The idea behind the site is to make the interesting bits of the web available to a wider audience – you know there are countless great sites out there and a virtually limitless supply of interesting news stories and articles, but it can be difficult to track them down. Digg acts like your cool best friend, the one who’s always able to point you in the direction of the funniest online comics, the best news sites, and article after article that you love.
The site works thanks to the community that it has built up over the years. Users are free to submit links to sites and stories they have found, and other Digg users are then able to ‘digg’ them. A complex algorithm is used to add article to the Top Stories Section and there’s also the Popular section that shows you the stories that have been shared most in the last 18 hours.
New Look And Feel
The moment you re-visit Digg, you can tell that things have changed dramatically – and this is not just because of the new look. The neat, columnar layout is clean and easy to read, and there is far greater emphasis given to images than was ever the case in previous incarnations. While the starker look of Digg from years gone by has gone – and this is a look that gave the site more of a sense of gravitas – the magazine style of the re-imagined site has a lot in its favour.
Aside from drastically altered appearance, there has been a change in the approach that Digg takes. It is no longer a service in its own right: you do not have a Digg account any more – something that will undoubtedly annoy long-term users – and instead you can sign into the site using your Twitter or Facebook credentials.
There is a strong focus on the fact that that is the all-new Digg, and it is disappointing to find that none of the data from the old version of the site has been moved across. In many respects, it is as though the Digg of recent years simply never existed. The commenting system for which Digg was so famous is no more and there are very few options available to you. The reliance on Facebook and Twitter should give you an indication of the direction that Digg has travelled. It is now a site that piggybacks on social networks rather than being self-sufficient.

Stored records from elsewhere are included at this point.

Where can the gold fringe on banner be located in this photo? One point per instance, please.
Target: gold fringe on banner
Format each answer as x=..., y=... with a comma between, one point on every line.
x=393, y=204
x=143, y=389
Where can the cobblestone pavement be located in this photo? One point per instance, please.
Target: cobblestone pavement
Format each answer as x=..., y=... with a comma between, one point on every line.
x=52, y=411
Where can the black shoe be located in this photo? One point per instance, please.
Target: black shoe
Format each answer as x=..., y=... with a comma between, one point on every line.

It is still possible to ‘digg’ a story that is featured on the site and every story that is featured on the site has a running tally beneath it. Using Facebook or Twitter to log into Digg, it should come as no surprise that you are encouraged into sharing the stories you like on these social networks. This is one of the problems with the new Digg. The commenting system is really what made the site and it brought about a great sense of community. Now you have three options available to you – just ‘digg’ a story, share it on Facebook, or share it on Twitter.
The first option gives no scope for interaction with other users or commenting on a story, while the social network sharing options mean that any discussions and comments are restricted to your group of friends and followers. This is not what Digg is meant to be about. On the plus side, however, the site is unbesmirched by advertisements.
iPhone users are able to take advantage of a mobile app. When you’re browsing the main site, there’s the option to ‘Save to iPhone’ in an Instapaper / Pocket type way. There’s currently no news on an Android or a Windows Phone version of the app but these are almost certain to be in the pipeline.
Considering this is a massive site that rightly expects, and will undoubtedly receive, huge traffic, a complete re-write from scratch was a brave undertaking. The fact that this was completed in just six weeks is doubly impressive, although it would have made sense to spend a little longer getting the site’s infrastructure properly set up. As things stand, Digg is not quite the site you may have come to know and love previously, but it’s shaping up well.
There are limitations to the site and at it stands at the moment, there is more to appeal to newcomers to the idea of Digg than those who have been familiar with it for years. The original Digg brand has been somewhat lost in the update, but this is not necessarily a bad thing; it could be argued that it had started to turned stale. This is definitely one to watch but the new Digg has a long way to go before it reaches the dizzying heights of its forebear.